Looks like a bad translation although I am inclined towards auto-generated content from a dictionary - relevant to a subject. I know there are various scripts that can generate automated content and that's not the issue, but in the past Google was quite good to filter them out (at least from the top of results).

Anybody else has an input on this? I don't think is the particular criteria the problem, it was way to broad and the number of results is what I would expect.

Andem

11:46 pm on Apr 21, 2011 (gmt 0)

10+ Year Member Top Contributors Of The Month



Before this Panda 2.0 mess, I would have thought the same thing as you. I've quickly educated myself, though, over the past week on Blackhat trickery since they are taking so many spots not just from my projects, but from places where I usually find information; It appears the results that you've found are called "Article Spinning".. They take full articles and with a couple of mouse clicks, turn most words or phrases into synonyms.
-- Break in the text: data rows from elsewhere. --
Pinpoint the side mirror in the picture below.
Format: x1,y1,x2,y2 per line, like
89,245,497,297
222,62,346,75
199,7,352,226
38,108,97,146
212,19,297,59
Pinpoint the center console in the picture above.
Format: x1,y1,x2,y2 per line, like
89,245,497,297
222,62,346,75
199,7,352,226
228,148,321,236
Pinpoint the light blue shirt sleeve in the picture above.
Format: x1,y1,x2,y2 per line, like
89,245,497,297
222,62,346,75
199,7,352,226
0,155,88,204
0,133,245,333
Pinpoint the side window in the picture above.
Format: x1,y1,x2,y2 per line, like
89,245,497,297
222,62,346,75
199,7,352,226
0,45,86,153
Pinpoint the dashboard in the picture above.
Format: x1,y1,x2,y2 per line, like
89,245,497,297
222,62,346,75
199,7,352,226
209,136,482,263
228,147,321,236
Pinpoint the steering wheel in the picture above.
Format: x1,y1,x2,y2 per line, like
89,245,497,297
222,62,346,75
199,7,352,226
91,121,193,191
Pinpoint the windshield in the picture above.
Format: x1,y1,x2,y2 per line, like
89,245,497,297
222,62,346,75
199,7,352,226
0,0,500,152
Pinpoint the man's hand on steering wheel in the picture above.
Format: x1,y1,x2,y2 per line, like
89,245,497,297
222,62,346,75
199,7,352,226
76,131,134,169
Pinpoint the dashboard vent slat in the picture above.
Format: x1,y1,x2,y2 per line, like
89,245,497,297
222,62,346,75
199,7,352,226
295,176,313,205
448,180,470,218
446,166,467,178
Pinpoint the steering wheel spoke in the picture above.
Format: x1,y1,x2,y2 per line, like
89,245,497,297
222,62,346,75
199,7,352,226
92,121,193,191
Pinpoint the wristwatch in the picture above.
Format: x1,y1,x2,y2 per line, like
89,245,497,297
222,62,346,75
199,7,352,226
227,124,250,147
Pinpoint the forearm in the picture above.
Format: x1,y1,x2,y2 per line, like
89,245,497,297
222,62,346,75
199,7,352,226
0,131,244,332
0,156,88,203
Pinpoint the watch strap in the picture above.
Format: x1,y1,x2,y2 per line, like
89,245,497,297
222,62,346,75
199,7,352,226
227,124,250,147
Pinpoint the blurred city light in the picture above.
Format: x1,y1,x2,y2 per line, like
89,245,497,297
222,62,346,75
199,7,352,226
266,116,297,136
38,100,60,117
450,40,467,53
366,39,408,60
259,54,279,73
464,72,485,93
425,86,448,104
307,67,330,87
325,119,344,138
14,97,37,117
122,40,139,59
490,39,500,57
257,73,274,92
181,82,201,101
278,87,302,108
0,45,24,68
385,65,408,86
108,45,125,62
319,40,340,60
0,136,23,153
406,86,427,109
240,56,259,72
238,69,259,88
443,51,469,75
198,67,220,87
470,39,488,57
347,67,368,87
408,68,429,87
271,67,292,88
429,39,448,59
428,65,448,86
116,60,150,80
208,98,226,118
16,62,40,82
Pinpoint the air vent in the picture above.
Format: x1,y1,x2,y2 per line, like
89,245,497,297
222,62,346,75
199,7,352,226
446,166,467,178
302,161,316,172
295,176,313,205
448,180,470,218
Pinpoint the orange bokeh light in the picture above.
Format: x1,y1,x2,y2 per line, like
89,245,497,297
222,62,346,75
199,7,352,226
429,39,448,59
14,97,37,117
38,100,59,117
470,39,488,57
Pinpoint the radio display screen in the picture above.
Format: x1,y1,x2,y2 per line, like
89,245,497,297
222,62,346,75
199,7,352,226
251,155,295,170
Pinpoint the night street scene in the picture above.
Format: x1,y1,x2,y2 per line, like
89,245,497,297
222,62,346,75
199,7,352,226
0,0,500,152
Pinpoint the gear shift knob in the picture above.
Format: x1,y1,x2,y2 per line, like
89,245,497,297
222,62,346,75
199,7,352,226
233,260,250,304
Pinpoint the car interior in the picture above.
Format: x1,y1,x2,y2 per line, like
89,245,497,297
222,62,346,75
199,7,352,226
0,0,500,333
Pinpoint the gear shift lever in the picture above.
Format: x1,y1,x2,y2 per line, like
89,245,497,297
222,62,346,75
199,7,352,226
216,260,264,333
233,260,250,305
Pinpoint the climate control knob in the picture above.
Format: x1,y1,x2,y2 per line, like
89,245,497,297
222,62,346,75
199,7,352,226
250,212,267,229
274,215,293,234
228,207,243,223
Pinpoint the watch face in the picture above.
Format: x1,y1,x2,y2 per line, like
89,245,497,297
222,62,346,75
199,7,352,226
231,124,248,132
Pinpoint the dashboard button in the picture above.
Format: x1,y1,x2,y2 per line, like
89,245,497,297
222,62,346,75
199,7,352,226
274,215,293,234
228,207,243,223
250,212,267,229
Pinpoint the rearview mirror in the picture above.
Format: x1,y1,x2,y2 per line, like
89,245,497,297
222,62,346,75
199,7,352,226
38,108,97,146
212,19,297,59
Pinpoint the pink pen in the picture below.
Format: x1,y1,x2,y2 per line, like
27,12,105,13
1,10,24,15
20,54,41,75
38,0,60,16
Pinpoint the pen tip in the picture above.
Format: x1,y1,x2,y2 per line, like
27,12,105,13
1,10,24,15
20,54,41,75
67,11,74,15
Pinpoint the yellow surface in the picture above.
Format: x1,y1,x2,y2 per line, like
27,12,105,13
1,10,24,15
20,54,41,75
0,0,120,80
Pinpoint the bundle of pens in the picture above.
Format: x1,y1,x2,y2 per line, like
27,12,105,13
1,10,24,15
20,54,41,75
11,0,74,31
These so called article spinners have been corroding quality sites for a long time but Panda and Panda 2 seem to have expedited that.
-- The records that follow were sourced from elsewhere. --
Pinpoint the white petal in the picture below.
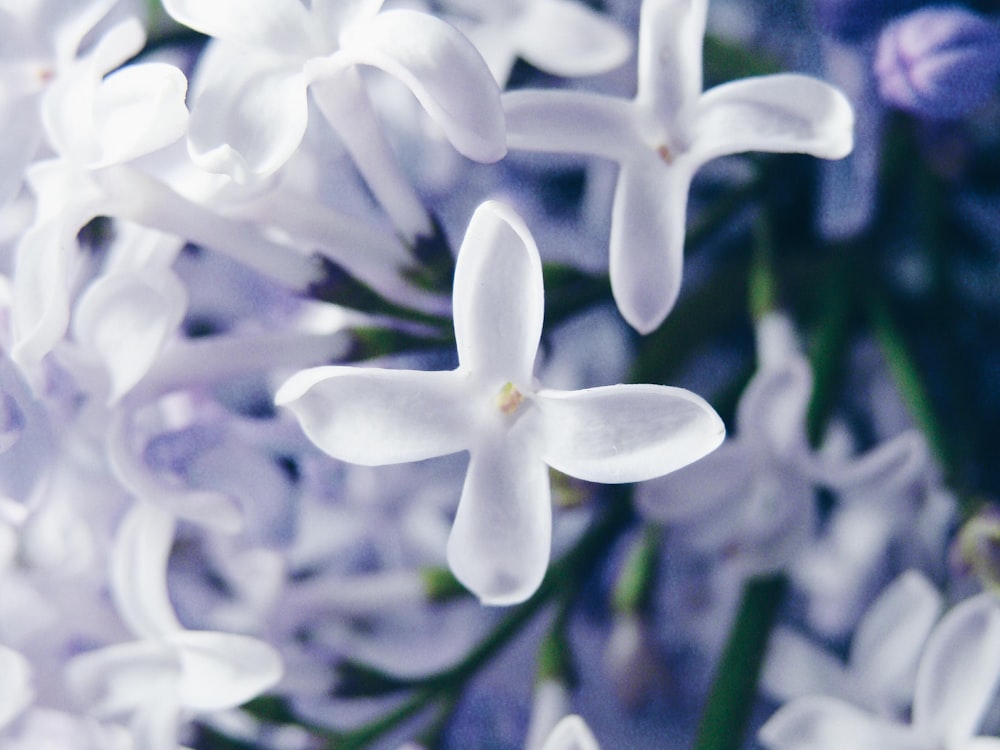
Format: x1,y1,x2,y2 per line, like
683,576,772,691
310,0,383,34
188,58,309,183
757,697,934,750
535,385,726,483
636,0,708,126
338,10,507,162
542,714,600,750
448,433,552,605
635,440,758,523
503,89,641,161
690,73,854,164
163,0,313,58
93,63,188,166
74,269,187,403
0,97,42,207
736,357,813,459
517,0,632,76
609,162,690,334
275,367,474,466
452,201,545,388
170,630,284,711
111,502,181,638
0,645,35,730
913,593,1000,747
761,627,853,703
65,641,180,717
825,430,931,497
11,222,77,377
850,570,943,707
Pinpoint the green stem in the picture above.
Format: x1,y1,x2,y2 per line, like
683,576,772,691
694,575,788,750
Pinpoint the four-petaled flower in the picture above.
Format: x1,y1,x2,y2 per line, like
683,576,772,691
276,202,725,604
503,0,854,333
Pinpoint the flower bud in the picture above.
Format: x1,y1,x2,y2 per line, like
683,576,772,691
875,7,1000,120
814,0,913,42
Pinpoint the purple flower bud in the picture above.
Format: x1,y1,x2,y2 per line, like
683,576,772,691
875,6,1000,120
814,0,916,42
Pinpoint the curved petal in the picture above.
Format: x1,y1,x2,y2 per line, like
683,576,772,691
825,430,931,497
65,641,180,717
913,593,1000,747
448,433,552,605
757,697,932,750
689,73,854,164
736,356,813,459
91,63,188,167
635,440,757,523
636,0,708,123
275,367,475,466
452,201,545,388
542,714,600,750
163,0,313,58
0,97,42,208
73,269,187,403
170,630,284,711
850,570,943,707
516,0,632,77
110,502,181,638
609,161,691,334
338,10,507,163
761,627,851,703
535,385,726,483
11,221,78,377
502,89,642,161
188,60,309,183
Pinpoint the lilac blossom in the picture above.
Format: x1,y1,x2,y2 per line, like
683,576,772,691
874,5,1000,120
503,0,854,333
276,203,723,604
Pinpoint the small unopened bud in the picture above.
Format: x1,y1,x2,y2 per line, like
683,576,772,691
954,506,1000,591
875,7,1000,120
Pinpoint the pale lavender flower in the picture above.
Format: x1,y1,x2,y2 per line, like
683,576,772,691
66,502,283,750
874,5,1000,120
503,0,853,333
276,203,723,604
434,0,632,87
164,0,506,240
758,593,1000,750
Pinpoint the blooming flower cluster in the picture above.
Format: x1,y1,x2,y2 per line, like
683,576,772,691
0,0,1000,750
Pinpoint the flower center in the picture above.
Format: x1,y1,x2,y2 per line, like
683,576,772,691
493,383,524,415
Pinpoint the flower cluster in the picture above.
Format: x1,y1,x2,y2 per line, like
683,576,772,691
0,0,1000,750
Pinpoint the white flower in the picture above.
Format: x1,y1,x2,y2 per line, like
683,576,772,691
66,502,282,750
163,0,506,239
636,314,923,575
503,0,853,333
276,202,724,604
759,593,1000,750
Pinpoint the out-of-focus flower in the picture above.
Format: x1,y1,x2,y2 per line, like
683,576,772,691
276,202,724,604
434,0,632,87
503,0,854,333
813,0,916,42
758,593,1000,750
874,6,1000,120
761,571,943,719
67,502,282,750
164,0,506,239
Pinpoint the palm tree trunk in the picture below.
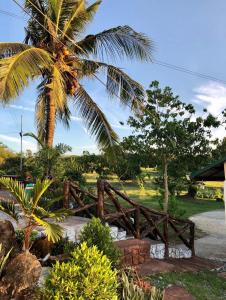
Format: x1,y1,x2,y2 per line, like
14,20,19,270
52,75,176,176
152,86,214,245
45,92,56,147
23,224,32,251
163,157,169,213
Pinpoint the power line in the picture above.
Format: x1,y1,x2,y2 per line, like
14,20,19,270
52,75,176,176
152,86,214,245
9,0,226,142
153,59,226,84
0,9,24,20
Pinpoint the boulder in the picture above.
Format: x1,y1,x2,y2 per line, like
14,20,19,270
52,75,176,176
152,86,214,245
0,252,42,296
0,220,17,256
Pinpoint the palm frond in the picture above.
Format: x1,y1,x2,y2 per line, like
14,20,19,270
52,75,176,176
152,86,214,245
32,214,63,243
62,0,101,38
106,65,145,111
81,59,145,111
0,47,52,102
35,78,48,144
57,101,71,129
74,86,118,148
0,200,19,221
23,132,45,148
74,26,153,61
0,177,29,211
49,0,65,34
45,66,67,110
0,42,30,58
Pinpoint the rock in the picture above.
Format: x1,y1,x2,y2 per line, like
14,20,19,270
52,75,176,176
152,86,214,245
0,252,42,296
0,220,17,256
163,285,195,300
163,285,195,300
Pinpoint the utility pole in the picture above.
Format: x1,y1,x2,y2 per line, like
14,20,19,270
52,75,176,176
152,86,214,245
19,116,23,173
edit: On closer inspection, it looks like that stuff also could have been auto-translated from Chinese.

miozio

12:22 am on Apr 22, 2011 (gmt 0)

10+ Year Member



I've been watching these types before Panda but there were actually quality sites on top and sprinkled around. And now, the real sites disappeared - vanished, like they were picked by hand and purposely leaving AC only... Looks like Google was hacked or something by Chinese.. Remember the issues with Google China?

Pandas live in China you know!

tedster

1:25 am on Apr 22, 2011 (gmt 0)

WebmasterWorld Senior Member 10+ Year Member



In the past it was common to see this kind of automated junk float to the top for a short period but then get totally zapped. Let's hope it happens again. It's not doing anyone any good except the lousy scraping spinning parasites.

Planet13

2:15 am on Apr 22, 2011 (gmt 0)

WebmasterWorld Senior Member 10+ Year Member Top Contributors Of The Month



edit: On closer inspection, it looks like that stuff also could have been auto-translated from Chinese.


While the example you gave looks like just a basic spin job, it's not uncommon for black hatters to translate someone's original article from language A into Language B, then into language C, then back into Language A. An example might be:

English -> Italian -> Chinese -> English

But this all seems quite strange, because one would think that the scraper and panda updates would have pretty much eliminated this kind of spam, and many people say there has been a resurgence of it post panda, no?

tedster

2:27 am on Apr 22, 2011 (gmt 0)

WebmasterWorld Senior Member 10+ Year Member



I think it often depends on the domain where the spun content appears - particularly it's age and whether it ever ranked well enough in the past to get real scrutiny. This is where I think Google's impulse to freshness sometimes gets in the way of their quality.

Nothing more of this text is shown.